January 7, 2008

SCHUYLER'S MONSTER: Sadness and Joy



Transcript:

Rob: I think it's pretty clear that I can be a sad person. It certainly comes out in my writing. Schuyler's situation makes me sad. I think about it. Sometimes I have dreams, I dream about her, and in my dreams she talks to me, and she tells me everything's going to be okay. And then when I wake up the next day, it's the first thing that hits me, that it was a dream. So it is sad, and it does weight down on me.

It doesn't seem to be sad for her, though. She's always very positive. She gets frustrated, certainly. But I don't know that she seems to get depressed about it. I think she's accepted the situation and is ready to fight. And so the joy that I get and the strength that I get in my life is that which I draw from her. And in that sense, she's made me a better person. I'm certainly ten times the person I was before she was born.

I think... There's a temptation, I would think, to feel pity for parents who have special needs kids. And yet, I see how much Schuyler has changed my life, and how much she's improved me as a human being, and I sort of think that people shouldn't pity me, they should envy me. They should be jealous because I've got Schuyler in my life, I've got Schuyler doing the "Schuyler Effect" on me.

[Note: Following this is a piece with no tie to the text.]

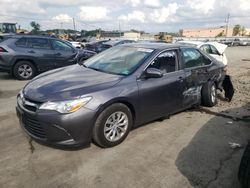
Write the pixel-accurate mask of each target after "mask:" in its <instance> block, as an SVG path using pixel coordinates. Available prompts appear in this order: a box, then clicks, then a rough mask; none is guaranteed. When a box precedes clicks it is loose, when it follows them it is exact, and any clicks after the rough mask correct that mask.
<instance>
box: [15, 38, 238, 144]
mask: <svg viewBox="0 0 250 188" xmlns="http://www.w3.org/2000/svg"><path fill="white" fill-rule="evenodd" d="M224 68H225V66H224V65H223V64H222V63H220V62H218V61H217V60H216V59H214V58H213V57H211V56H209V55H208V54H205V53H203V52H202V51H200V50H199V49H197V48H194V47H187V46H182V45H180V44H169V45H168V44H159V43H157V44H153V43H150V44H127V45H121V46H117V47H114V48H111V49H108V50H106V51H104V52H103V53H100V54H98V55H96V56H94V57H92V58H90V59H88V60H86V61H85V62H83V63H79V64H77V65H73V66H69V67H65V68H60V69H56V70H53V71H49V72H46V73H43V74H41V75H39V76H37V77H36V78H34V79H33V80H32V81H30V82H29V83H28V84H27V85H26V86H25V87H24V88H23V89H22V90H21V91H20V93H19V94H18V96H17V106H16V111H17V115H18V117H19V120H20V124H21V127H22V128H23V130H24V131H25V132H26V133H27V134H28V135H29V136H30V137H32V138H34V139H35V140H38V141H41V142H43V143H47V144H52V145H57V146H58V145H59V146H88V145H90V143H91V142H92V141H94V143H96V144H97V145H99V146H100V147H104V148H105V147H113V146H116V145H118V144H120V143H121V142H122V141H124V139H125V138H126V137H127V135H128V133H129V131H130V130H131V129H132V128H135V127H138V126H139V125H142V124H145V123H147V122H149V121H152V120H155V119H159V118H162V117H165V116H168V115H171V114H174V113H176V112H179V111H182V110H184V109H187V108H190V107H192V106H194V105H199V104H200V103H202V104H203V105H205V106H210V107H212V106H214V105H216V103H217V95H216V94H217V93H216V92H217V90H218V89H220V90H222V89H223V85H227V87H226V88H227V90H230V88H231V90H232V87H228V84H225V83H223V80H224V77H225V74H226V73H225V69H224ZM227 80H229V81H228V82H230V79H227ZM230 84H231V82H230ZM225 93H227V92H225ZM232 95H233V93H232V92H231V94H227V95H226V96H228V97H229V100H231V98H232Z"/></svg>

And if they don't they should. They should envy me. And I hope that comes out in the book, I hope I represent her accurately and in a way that people can see beyond her disability to this amazing person. It sounds like a cliche, and it's absolutely true.

3 comments:

Anonymous said...

Hello,
I'm a short-time reader, first time poster. I found your blog about a month ago, & have managed to read the whole thing since. I work for a library system in Denver, CO, and I just wanted to let you know, the library is buying your book on my recommendation. We'll probably get 6-10 copies for circulation; every bit helps, right?
Best of luck to you & your family. I can't wait to read the book.

Robert Hudson said...

That is awesome, thank you!

Tracy27 said...

It's funny, the things you've said about Schuyler are the exact same kinds of things my husband's family said about his brother Mickey (who had CP).

Charisma, fortunately, is a thing that can shine even under the most challenging physical circumstances, especially if they live in a family who tries to raise them to be the most self-aware and confident version of themselves, and to be comfortable in the world at large. The moment someone who's had anxiety or a knee-jerk attitude toward unusual children actually gets to know a kid like them, and their preconceptions are blown away by just how cool - and the polar opposite of pitiable - that that kid is, it's a pretty great thing to witness (and also to experience). I think it pays forward just a little in changing society's attitude toward non-neurotypical kids.

From what I've seen, Schuyler's as effective at amazing folks as Mickey was, and people who get to know a kid like that are lucky.